Keywords: LLM text detection, LLM content detection, metric learning, lightweight model
TL;DR: We propose a metric-based approach for LLM content detection that is balanced among computational costs, accessibility, and performances
Abstract: Current Large Language Models (LLMs) are able to generate texts that are seemingly indistinguishable from those written by human experts. While offering great opportunities, such technologies also pose new challenges in education, science, information security, and a multitude of other areas. To add up, current approaches in LLM text detection either are computationally expensive or need the LLMs' internal computational states, both of which hinder their public accessibility. To provide better applications for users, especially, in lower-resource settings, this paper presents a new paradigm of metric-based detection for LLM contents that is able to balance among computational costs, accessibility, and performances. Specifically, the detection is performed through utilizing a metric framework to evaluate the similarity between a given text to an equivalent example generated by LLMs and through that determining the former's origination.

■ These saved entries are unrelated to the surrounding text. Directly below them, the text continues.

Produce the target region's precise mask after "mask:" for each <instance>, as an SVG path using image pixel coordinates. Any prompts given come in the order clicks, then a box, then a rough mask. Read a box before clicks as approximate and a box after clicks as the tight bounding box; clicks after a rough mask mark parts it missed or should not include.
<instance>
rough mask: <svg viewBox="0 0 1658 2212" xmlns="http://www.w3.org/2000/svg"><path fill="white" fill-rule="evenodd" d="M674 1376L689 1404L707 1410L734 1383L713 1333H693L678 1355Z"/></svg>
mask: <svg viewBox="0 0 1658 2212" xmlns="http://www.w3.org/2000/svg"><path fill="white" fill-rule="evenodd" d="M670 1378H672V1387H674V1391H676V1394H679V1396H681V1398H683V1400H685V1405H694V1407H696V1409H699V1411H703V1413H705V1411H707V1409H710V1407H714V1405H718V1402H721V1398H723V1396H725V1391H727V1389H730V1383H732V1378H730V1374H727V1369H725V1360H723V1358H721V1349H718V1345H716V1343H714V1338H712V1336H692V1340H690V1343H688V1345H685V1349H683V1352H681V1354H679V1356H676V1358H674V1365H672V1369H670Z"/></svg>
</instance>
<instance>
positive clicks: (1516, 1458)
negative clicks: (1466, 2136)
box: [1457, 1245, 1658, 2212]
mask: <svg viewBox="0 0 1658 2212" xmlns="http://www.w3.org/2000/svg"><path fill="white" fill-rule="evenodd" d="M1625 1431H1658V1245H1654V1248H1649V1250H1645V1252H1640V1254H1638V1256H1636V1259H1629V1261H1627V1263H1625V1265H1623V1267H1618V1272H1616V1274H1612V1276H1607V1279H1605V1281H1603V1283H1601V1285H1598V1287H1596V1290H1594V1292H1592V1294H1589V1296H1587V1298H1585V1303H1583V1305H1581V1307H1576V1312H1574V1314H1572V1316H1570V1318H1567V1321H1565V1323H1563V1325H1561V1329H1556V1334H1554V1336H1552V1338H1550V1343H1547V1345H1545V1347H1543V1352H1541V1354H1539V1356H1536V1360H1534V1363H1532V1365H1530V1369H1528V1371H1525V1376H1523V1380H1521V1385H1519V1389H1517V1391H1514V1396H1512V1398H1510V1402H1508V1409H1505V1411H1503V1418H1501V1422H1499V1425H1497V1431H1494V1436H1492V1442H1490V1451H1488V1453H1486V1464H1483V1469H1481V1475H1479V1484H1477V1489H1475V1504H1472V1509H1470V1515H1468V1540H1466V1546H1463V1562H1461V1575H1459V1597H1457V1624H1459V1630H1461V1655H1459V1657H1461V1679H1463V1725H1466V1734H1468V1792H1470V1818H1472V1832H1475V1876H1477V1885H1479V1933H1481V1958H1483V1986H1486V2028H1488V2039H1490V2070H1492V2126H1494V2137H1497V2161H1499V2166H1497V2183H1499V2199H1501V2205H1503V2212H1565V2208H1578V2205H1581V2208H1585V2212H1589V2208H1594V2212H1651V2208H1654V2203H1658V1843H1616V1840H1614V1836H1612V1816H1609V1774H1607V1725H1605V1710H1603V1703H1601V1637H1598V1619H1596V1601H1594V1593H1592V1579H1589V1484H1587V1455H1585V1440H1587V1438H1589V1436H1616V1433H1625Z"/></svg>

Additionally, we develop and publish five datasets totalling over 95,000 prompts and responses from human and GPT-3.5 TURBO or GPT-4 TURBO for benchmarking. Experiment studies show that our best architectures maintain F1 scores in between 0.87 to 0.96 across the tested corpora in both same-corpus and out-of-corpus settings, either with or without paraphrasing. The metric framework also spends significantly less time in training and inference compared the supervised RoBERTa in multiple tests.